The Futility Monster

He'll pointlessly derive more enjoyment out of your resources than you

What Price Democracy?

Posted by The Futility Monster on December 16, 2009 @ 08:34

Well, it inspires me...

The news this morning that Zac Goldsmith has spent £260,000 of his own fortune on the battle to become the MP for Richmond makes me feel a little uneasy.

We have never had a serious issue with money dominating British politics. Central party financing of campaigns, and spending limits during the election have always made sure that no one individual has been required to raise vast sums of money personally to fund a campaign. That’s in direct contrast to the USA, where it really helps to be vastly wealthy to fund your own election; or get serious cash from lobbyists.

But now, with common sense out the window, it seems everyone will do anything if it isn’t illegal. And even then it’s worth testing out the limits of the law. See Tony Blair and peerages. Oh, and MPs and their expenses.

Democracy isn’t cheap. Everyone knows that. It costs money to get your message across, though savvy campaigns are extremely good at using their contacts and letter-writing skills to create an astroturfed campaign in the letters section of the local paper.

But £260,000?

It’s clear the spirit of the law is being broken. The £12,000 limit only applies when the election has been called. So why bother having such a limit at all when it’s clear you can actually spend whatever the hell you like?

As in most cases, Something Must Be Done. Overall spending limits are sensible, both on a country-wide and constituency basis; maxima that can be spent per calendar year. Fixed term parliaments would help too, as they would enable us to lock down those tighter spending rules much more reliably before an election.
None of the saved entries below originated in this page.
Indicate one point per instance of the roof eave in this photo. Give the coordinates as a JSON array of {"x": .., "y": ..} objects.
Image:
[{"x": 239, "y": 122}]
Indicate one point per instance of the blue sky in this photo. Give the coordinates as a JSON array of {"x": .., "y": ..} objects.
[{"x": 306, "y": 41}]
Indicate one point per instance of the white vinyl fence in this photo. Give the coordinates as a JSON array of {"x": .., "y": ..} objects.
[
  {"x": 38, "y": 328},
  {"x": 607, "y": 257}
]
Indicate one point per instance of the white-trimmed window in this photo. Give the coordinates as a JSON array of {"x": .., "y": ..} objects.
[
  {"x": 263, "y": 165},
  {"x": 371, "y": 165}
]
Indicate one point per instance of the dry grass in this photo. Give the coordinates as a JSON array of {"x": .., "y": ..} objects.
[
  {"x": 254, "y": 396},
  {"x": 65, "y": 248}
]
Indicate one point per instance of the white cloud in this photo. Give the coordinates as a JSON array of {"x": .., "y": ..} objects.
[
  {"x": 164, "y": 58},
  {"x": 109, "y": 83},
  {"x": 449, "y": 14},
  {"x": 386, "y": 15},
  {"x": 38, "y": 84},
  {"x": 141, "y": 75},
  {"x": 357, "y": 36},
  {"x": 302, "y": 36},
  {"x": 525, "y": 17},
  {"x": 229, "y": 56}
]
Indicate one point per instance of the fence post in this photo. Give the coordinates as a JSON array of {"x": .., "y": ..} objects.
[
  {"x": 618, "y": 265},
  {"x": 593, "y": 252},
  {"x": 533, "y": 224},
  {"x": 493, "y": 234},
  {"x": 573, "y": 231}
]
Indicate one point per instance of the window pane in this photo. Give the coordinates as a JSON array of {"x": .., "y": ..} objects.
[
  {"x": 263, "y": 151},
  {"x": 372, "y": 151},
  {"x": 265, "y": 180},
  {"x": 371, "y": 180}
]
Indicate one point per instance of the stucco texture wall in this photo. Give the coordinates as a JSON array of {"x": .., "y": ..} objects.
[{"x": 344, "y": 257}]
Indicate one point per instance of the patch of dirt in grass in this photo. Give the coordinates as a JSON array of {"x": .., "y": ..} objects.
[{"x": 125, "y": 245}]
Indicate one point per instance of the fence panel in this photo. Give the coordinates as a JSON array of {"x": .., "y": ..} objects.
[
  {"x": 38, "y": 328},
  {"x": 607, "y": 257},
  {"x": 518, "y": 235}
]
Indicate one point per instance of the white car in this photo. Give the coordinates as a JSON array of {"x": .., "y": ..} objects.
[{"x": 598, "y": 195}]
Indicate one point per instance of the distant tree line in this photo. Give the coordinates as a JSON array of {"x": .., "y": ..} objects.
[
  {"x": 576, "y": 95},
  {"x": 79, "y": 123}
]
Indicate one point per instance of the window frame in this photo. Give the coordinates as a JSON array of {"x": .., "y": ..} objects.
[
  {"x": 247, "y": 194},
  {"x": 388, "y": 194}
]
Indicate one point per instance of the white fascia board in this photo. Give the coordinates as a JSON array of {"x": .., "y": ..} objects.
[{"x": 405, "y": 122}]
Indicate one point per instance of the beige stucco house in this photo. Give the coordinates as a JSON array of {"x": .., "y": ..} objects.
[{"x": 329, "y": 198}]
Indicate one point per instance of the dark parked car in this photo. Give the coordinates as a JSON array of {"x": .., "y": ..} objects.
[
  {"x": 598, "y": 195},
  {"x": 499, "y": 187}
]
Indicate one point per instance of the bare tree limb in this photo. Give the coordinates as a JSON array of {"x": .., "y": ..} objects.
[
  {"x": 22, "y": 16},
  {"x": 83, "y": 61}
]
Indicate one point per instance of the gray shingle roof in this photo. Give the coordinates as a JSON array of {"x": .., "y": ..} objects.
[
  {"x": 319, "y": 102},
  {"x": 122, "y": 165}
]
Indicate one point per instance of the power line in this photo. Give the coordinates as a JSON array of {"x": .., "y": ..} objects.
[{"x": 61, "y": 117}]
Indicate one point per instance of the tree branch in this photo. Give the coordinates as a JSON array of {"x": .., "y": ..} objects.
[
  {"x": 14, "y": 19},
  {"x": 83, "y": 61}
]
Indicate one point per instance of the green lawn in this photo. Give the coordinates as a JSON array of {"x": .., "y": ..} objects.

I also like the idea of serious limits on donations, both from individuals and companies. This would choke Labour’s union funding, but it would also curb Lord Ashcroft. And if there are any new Michael Brown’s out there waiting to pour millions into the Lib Dem warchest, well it would just be tough luck.

These would all be good things. Money distorts values and priorities. That much is a given. Michael Brown made it clear that he thought donating money to the Lib Dems would buy him some friends and they would help him through his legal minefield. And, much as the Trade Unions like to moan, they haven’t do too badly out of a Labour government.

Chances are such limits would encourage the growth of “soft money” like in the USA. That would mean pressure groups would also need to be regulated. And we can do this freely, because we don’t have, in this case, the burden of a First Amendment equivalent. Sorry, but this is one “freedom” that gets seriously abused in the name of sham democracy in the USA…

The trade off from all this? It has to be an increased and fairer level of state funding (which, don’t forget, already exists). The current system of “short money” is not great, however, so it should be replaced. A much better idea is allowing each voter to specify, annually, which party they support, who will then receive a fixed amount per registered supporter.

Creeping up around us in British politics is a taint we’re not used to. Money talks, and its influence is becoming more and more noticeable. It’s time we got serious about tackling it.